Nathan P. v. West Springfield Public Schools

362 F.3d 143 (2004) | Cited 103 times | First Circuit | April 2, 2004

Nathan P. and his parents, Elizabeth and Robert Pomerleau, appeal from the judgment of the district court dismissing their suit for attorney's fees and costs under the Individuals with Disabilities Education Act ("IDEA"), 20 U.S.C. § 1400 et seq., for failure to state a claim pursuant to Fed. R. Civ. P. 12(b)(6). Having failed to oppose the defendants' motions to dismiss or file any post-judgment motion seeking reconsideration of the district court's decision, the Pomerleaus now challenge on the merits the district court's dismissal of their case. Adhering to our well-established rule that legal issues not presented before the district court may not be advanced for the first time on appeal, we affirm the decision of the district court.


Nathan P. is a student with disabilities within the meaning of the Individuals with Disabilities Education Act ("IDEA"), 20 U.S.C. § 1400 et seq. In May 2001, West Springfield Public Schools developed an individualized education plan ("IEP") for Nathan P. Nathan's parents, Elizabeth and Robert Pomerleau, rejected that IEP and notified the school district that they were enrolling Nathan P. at the Curtis Blake Day School. On August 2, 2001, the Pomerleaus requested a hearing before the Bureau of Special Education Appeals ("BSEA"), seeking a declaratory judgment that the Curtis Blake Day School was the appropriate placement for Nathan P. and reimbursement for the cost of Nathan's tuition at that school for 2001-2002.

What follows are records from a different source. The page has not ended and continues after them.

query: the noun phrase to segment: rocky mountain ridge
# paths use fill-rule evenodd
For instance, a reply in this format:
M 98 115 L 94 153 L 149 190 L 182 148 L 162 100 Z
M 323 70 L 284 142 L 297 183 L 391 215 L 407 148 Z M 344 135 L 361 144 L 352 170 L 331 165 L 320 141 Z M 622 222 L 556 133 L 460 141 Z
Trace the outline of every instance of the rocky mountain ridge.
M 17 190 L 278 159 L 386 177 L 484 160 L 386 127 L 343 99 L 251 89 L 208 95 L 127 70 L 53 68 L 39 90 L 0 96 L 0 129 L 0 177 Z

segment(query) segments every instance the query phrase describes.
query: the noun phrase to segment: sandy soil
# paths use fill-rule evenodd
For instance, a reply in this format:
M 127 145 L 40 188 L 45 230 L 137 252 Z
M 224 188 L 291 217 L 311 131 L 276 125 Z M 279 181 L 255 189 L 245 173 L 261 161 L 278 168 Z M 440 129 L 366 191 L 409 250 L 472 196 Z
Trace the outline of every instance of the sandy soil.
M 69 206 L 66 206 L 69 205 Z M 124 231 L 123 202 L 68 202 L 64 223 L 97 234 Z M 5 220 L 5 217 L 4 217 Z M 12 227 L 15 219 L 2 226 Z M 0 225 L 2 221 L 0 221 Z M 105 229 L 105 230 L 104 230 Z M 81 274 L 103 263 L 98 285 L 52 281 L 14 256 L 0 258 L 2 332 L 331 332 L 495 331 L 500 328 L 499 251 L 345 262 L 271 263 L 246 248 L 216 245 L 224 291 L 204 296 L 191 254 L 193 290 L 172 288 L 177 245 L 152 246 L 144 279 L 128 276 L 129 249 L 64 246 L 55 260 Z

A BSEA hearing officer conducted a hearing on April 11, and May 22, 24, and 29 of 2002. On August 15, 2002, the BSEA issued a decision in favor of the Pomerleaus. The defendants did not appeal that decision. On February 10, 2003, the Pomerleaus filed a claim in the United States District Court for the District of Massachusetts for attorney's fees and costs pursuant to the fee shifting provision of the IDEA.

On March 12, 2003, West Springfield Public Schools filed a motion to dismiss for failure to state a claim under Fed. R. Civ. P. 12(b)(6). The Town of West Springfield concurred and joined the motion on April 8, 2003, when it filed its motion to dismiss. The defendants alleged that the plaintiffs' IDEA claim for attorney's fees was analogous to an appeal of an administrative decision and therefore was time barred by the 30-day statute of limitations that governs such appeals under Massachusetts law. The defendants further argued that the plaintiffs' claims were precluded because they were based on the decision of a BSEA hearing officer, which was not a judicially sanctioned change as required by the fee-shifting statute. Finally, they urged the district court to dismiss the plaintiffs' claim for expert witness fees, arguing that the IDEA did not authorize courts to make such awards. The Pomerleaus never responded to or opposed the defendants' motions to dismiss.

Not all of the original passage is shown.